今思うことではないかもしれないけど、私はつい最近まで知らなかった、ハルくんと唯くんの関係を、四葉さんはずっと前から知っていたのだと思うと、ちょっとだけ悔しいと感じてしまった。

すると四葉さんは、声色に少しだけ真剣味を増して、

「だから、留学をするっていう大きな決断を、自分だけでくだしたことは、正直驚いたし、だけど……成長したなと思ったわ」

と答えた。
その口もとには、少しだけ笑みを浮かべていた。


「唯くんは、留学をすることを四葉さんにはあらかじめ話していたんですか?」

さっき唯くんが私たちに留学のことを話した時、四葉さんだけは落ち着いていたから、もしかしたらそうなのかなと思って聞いてみたんだけど。
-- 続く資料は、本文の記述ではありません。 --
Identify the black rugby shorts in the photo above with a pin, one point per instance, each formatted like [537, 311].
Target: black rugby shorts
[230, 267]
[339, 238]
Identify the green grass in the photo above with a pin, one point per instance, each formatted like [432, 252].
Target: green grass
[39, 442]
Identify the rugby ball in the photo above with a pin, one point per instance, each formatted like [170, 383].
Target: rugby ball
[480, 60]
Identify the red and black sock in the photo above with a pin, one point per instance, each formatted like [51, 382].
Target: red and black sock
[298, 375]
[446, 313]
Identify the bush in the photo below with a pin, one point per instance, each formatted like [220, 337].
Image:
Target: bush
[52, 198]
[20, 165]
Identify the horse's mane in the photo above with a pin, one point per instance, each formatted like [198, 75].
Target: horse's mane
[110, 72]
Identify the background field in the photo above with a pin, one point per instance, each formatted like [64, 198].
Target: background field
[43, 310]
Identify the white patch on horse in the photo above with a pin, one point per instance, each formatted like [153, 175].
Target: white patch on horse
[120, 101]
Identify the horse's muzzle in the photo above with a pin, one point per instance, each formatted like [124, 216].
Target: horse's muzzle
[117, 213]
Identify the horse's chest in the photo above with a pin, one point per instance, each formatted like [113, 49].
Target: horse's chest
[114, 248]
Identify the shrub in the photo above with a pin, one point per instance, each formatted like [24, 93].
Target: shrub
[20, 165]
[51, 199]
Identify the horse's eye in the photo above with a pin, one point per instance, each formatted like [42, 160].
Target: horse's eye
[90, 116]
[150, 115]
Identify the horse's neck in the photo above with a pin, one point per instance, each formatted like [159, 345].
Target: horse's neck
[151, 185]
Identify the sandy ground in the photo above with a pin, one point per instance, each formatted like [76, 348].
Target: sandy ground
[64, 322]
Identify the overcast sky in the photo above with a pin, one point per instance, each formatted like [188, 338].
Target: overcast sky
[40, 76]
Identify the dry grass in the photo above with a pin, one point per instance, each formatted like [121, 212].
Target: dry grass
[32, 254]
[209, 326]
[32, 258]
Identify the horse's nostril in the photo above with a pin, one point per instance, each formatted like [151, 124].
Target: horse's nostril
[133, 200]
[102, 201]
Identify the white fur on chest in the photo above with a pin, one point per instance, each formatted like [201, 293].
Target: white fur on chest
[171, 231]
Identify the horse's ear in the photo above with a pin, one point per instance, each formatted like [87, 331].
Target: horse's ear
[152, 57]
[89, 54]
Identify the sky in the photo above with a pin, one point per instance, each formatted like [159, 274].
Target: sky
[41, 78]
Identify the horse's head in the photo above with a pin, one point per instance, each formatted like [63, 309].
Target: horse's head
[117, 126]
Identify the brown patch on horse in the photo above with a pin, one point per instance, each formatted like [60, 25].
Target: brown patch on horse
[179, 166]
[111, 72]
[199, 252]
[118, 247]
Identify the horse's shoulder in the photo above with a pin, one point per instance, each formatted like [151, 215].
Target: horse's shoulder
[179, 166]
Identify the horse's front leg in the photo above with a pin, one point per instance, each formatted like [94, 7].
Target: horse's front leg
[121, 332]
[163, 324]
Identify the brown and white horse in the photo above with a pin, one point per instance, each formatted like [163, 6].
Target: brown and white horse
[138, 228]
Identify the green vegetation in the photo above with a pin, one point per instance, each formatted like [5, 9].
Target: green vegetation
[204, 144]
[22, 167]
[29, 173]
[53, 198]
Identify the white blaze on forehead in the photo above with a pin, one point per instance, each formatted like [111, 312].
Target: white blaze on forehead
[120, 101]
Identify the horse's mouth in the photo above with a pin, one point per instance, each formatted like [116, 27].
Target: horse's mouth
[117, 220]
「はあ? まさか。アイツが私にそんな大事なこと話してくれるわけないじゃない」

と返された。


「このマンションに来る前に、ふたりのご実家に寄って、ふたりのお父様とお母様にもお土産を渡してきたのよ。昔から家族ぐるみの付き合いだから。その時にお母様から、唯が留学の件を遥貴さんに話に出かけた、って聞いたのよ。まさか、マンションの前で本人と遭遇するとは思わなかったけど」

「そうだったんですね。唯くん、あっちでも夢に向かってがんばってくれるといいですね」

「…….人のことより、あなた、自分のことはどうなの?」

「え?」

唯くんの話をしていたはずなのに、急に私のことを聞かれ、私は思わず目を見開く。

四葉さんは、真剣な眼差しで私を見つめていた。